- Born: Frederick Benjamin Kaye April 20, 1892 New York City, New York, U.S.
- Died: 1930 (aged 37–38)

Academic background
- Education: Yale University (BA, MA)

Academic work
- Sub-discipline: English literature
- Institutions: Northwestern University

= F. B. Kaye =

American scholar (1892–1930)

Frederick Benjamin Kaye (April 20, 1892 - 1930) was an American scholar who was notable for his work on Bernard Mandeville.

== Early life and education ==
Kaye was born in New York City as Frederick Benjamin Kugelman to Julius G. Kugelman, a native of Hamburg, Germany, who had emigrated to New York.
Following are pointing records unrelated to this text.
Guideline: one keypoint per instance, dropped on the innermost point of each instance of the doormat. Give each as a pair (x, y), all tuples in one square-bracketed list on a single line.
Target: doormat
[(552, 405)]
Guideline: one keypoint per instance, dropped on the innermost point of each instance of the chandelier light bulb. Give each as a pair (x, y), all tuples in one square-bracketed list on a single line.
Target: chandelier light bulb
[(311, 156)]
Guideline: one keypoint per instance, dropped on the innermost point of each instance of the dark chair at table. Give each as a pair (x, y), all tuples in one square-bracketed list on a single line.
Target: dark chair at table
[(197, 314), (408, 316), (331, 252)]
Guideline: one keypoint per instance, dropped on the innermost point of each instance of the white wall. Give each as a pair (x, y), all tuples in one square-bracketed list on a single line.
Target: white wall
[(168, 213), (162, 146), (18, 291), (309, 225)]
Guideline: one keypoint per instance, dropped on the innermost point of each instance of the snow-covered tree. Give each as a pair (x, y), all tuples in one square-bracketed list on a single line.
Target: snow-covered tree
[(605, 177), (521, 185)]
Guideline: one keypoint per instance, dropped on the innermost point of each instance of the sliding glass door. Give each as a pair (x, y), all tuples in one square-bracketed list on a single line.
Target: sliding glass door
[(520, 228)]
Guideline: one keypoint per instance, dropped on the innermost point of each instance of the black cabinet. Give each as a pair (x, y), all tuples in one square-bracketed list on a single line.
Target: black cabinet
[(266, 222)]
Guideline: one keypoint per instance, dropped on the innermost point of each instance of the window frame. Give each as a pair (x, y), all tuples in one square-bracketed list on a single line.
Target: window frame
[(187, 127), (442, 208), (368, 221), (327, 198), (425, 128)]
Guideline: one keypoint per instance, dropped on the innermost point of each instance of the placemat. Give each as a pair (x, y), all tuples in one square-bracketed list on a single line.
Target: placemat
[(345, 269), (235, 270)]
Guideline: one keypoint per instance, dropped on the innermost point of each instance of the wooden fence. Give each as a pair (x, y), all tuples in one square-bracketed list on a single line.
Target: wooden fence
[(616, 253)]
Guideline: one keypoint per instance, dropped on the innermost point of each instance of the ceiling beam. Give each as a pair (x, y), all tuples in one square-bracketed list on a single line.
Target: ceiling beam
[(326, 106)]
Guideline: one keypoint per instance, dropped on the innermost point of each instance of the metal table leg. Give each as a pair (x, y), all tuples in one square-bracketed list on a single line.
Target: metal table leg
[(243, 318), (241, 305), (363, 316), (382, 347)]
Frederick Kugelman subsequently changed his surname to Kaye. He was educated at Yale University, where he obtained a Bachelor of Arts in 1914 and a Master of Arts in 1916.

== Career ==
Kaye was professor of English at Northwestern University from 1918 to 1930. During his career, Kaye became known for his scholarship on the topic of Bernard Mandeville. In 1975, Mandeville Studies claimed that Kaye "almost single-handedly revived Mandeville as one of the most important writers of the eighteenth century".

==Works==
- "The Writings of Bernard Mandeville: A Bibliographical Survey" (1921)
- "The Influence of Bernard Mandeville" (1922)
- '"Mandeville on the Origin of Language" (1924).
- (with R. S. Crane), 'A Census of British Newspapers and Periodicals, 1620-1800', Studies in Philology, Vol. 24, No. 1 (Jan., 1927), pp. 1–205.